Now you can run the Faber/Alice/Acme script from the "Preview of the Acme Controller" section above, and you should see Acme receive a proof from Alice!
Issuing Alice a Work Credential¶
Now we can issue a work credential to Alice!
There are two options for this. We can (a) add code under option 1
to issue the credential, or (b) we can automatically issue this credential on receipt of the education proof.
We're going to do option (a), but you can try to implement option (b) as homework. You have most of the information you need from the proof response!
First though we need to register a schema and credential definition. Find this code:
# acme_schema_name = "employee id schema"
# acme_schema_attrs = ["employee_id", "name", "date", "position"]

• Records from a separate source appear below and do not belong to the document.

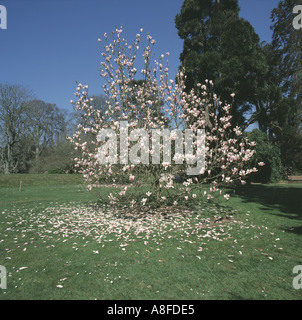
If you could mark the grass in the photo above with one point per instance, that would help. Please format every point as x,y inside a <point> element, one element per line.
<point>52,245</point>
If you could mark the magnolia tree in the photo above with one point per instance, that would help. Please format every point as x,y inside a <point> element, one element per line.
<point>152,127</point>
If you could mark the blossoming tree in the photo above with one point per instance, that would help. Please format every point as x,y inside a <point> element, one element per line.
<point>143,107</point>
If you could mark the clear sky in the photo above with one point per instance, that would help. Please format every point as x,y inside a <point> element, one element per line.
<point>50,44</point>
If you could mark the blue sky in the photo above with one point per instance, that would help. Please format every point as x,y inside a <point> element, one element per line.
<point>51,44</point>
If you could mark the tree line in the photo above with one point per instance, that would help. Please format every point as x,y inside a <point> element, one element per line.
<point>218,45</point>
<point>266,77</point>
<point>32,133</point>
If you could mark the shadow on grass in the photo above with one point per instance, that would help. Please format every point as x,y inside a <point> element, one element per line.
<point>283,200</point>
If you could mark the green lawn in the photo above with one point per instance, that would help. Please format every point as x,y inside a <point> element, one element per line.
<point>56,244</point>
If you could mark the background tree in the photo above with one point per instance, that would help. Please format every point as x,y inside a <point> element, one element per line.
<point>221,46</point>
<point>285,80</point>
<point>12,122</point>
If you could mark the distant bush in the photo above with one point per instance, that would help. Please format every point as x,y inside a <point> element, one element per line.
<point>269,154</point>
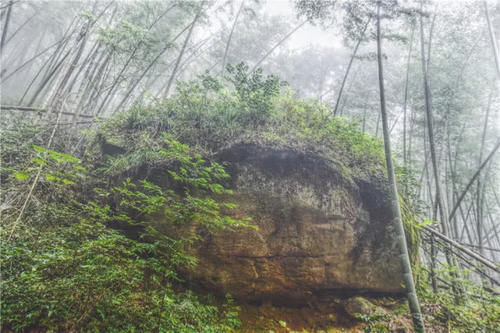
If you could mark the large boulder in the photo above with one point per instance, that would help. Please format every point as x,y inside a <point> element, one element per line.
<point>320,230</point>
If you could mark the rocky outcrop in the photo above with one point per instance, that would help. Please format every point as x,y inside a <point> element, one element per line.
<point>320,230</point>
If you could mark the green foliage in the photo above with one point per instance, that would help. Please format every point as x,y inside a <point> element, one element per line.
<point>100,265</point>
<point>211,113</point>
<point>376,323</point>
<point>479,310</point>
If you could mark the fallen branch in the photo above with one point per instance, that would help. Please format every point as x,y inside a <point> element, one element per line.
<point>465,250</point>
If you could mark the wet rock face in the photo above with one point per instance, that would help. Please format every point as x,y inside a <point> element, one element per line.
<point>319,232</point>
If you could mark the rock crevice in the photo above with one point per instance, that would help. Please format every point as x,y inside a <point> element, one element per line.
<point>319,230</point>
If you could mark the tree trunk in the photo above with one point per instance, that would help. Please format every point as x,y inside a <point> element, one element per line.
<point>396,210</point>
<point>181,54</point>
<point>353,56</point>
<point>6,27</point>
<point>492,39</point>
<point>224,58</point>
<point>277,45</point>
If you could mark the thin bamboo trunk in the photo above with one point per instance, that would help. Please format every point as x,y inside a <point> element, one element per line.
<point>353,56</point>
<point>396,210</point>
<point>226,51</point>
<point>181,53</point>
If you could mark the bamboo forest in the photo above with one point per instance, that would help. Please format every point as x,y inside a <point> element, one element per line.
<point>271,166</point>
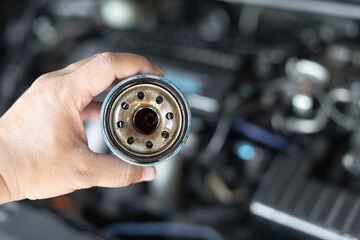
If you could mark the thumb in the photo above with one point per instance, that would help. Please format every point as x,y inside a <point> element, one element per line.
<point>110,171</point>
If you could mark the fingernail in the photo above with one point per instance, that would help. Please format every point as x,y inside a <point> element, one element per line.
<point>161,72</point>
<point>148,174</point>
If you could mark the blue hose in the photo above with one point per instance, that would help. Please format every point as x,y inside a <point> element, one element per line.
<point>162,229</point>
<point>261,135</point>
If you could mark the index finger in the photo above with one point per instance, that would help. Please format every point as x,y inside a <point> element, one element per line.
<point>98,74</point>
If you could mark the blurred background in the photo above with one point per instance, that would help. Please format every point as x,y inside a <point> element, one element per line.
<point>275,94</point>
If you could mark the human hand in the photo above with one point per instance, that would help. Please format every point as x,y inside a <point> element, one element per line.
<point>43,146</point>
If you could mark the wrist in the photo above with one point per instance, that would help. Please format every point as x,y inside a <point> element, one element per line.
<point>5,194</point>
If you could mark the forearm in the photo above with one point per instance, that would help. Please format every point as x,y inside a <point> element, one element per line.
<point>5,194</point>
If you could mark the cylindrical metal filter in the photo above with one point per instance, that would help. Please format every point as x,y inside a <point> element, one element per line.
<point>145,120</point>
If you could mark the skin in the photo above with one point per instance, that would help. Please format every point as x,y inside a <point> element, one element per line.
<point>43,146</point>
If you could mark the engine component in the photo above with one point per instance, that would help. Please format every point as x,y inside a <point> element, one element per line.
<point>145,120</point>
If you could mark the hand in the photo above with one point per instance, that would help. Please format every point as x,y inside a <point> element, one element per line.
<point>43,146</point>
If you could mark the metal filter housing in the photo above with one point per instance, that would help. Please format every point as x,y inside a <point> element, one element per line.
<point>145,120</point>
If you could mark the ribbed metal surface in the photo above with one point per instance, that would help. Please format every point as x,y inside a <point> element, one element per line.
<point>288,196</point>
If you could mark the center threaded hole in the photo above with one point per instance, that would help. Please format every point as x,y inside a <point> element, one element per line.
<point>146,120</point>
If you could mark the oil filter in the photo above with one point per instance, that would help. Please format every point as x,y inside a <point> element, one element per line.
<point>145,120</point>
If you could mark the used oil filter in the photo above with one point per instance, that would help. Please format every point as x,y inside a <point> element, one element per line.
<point>145,120</point>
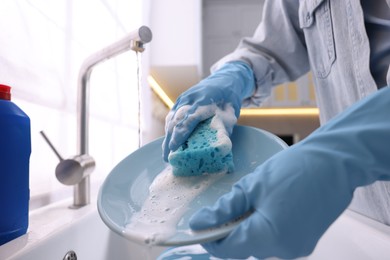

await acme_agent.initialize(
the_agent=agent,
# schema_name=acme_schema_name,
# schema_attrs=acme_schema_attrs,
)
# TODO publish schema and cred def
... and uncomment the code lines. Replace the # TODO
comment with the following code:
with log_timer("Publish schema and cred def duration:"):
# define schema
version = format(
"%d.%d.%d"
% (
random.randint(1, 101),
random.randint(1, 101),
random.randint(1, 101),
)
)
# register schema and cred def
(schema_id, cred_def_id) = await agent.register_schema_and_creddef(
"employee id schema",
version,
["employee_id", "name", "date", "position"],
support_revocation=False,
revocation_registry_size=TAILS_FILE_COUNT,
)
For option (1) we want to replace the # TODO
comment here:
with the following code:
agent.cred_attrs[cred_def_id] = {
"employee_id": "ACME0009",
"name": "Alice Smith",
"date": date.isoformat(date.today()),
"position": "CEO"
}
cred_preview = {
"@type": CRED_PREVIEW_TYPE,
"attributes": [
{"name": n, "value": v}
for (n, v) in agent.cred_attrs[cred_def_id].items()
],
}
offer_request = {
"connection_id": agent.connection_id,
"comment": f"Offer on cred def id {cred_def_id}",
"credential_preview": cred_preview,
"filter": {"indy": {"cred_def_id": cred_def_id}},
}
await agent.admin_POST(
"/issue-credential-2.0/send-offer", offer_request
)
... and then locate the code that handles the credential request callback:
if state == "request-received":
# TODO issue credentials based on offer preview in cred ex record
pass
... and replace the # TODO
comment and pass
statement with the following code to issue the credential as Acme offered it:
# issue credentials based on offer preview in cred ex record
if not message.get("auto_issue"):
await self.admin_POST(
f"/issue-credential-2.0/records/{cred_ex_id}/issue",
{"comment": f"Issuing credential, exchange {cred_ex_id}"},
)
Now you can run the Faber/Alice/Acme steps again. You should be able to receive a proof and then issue a credential to Alice.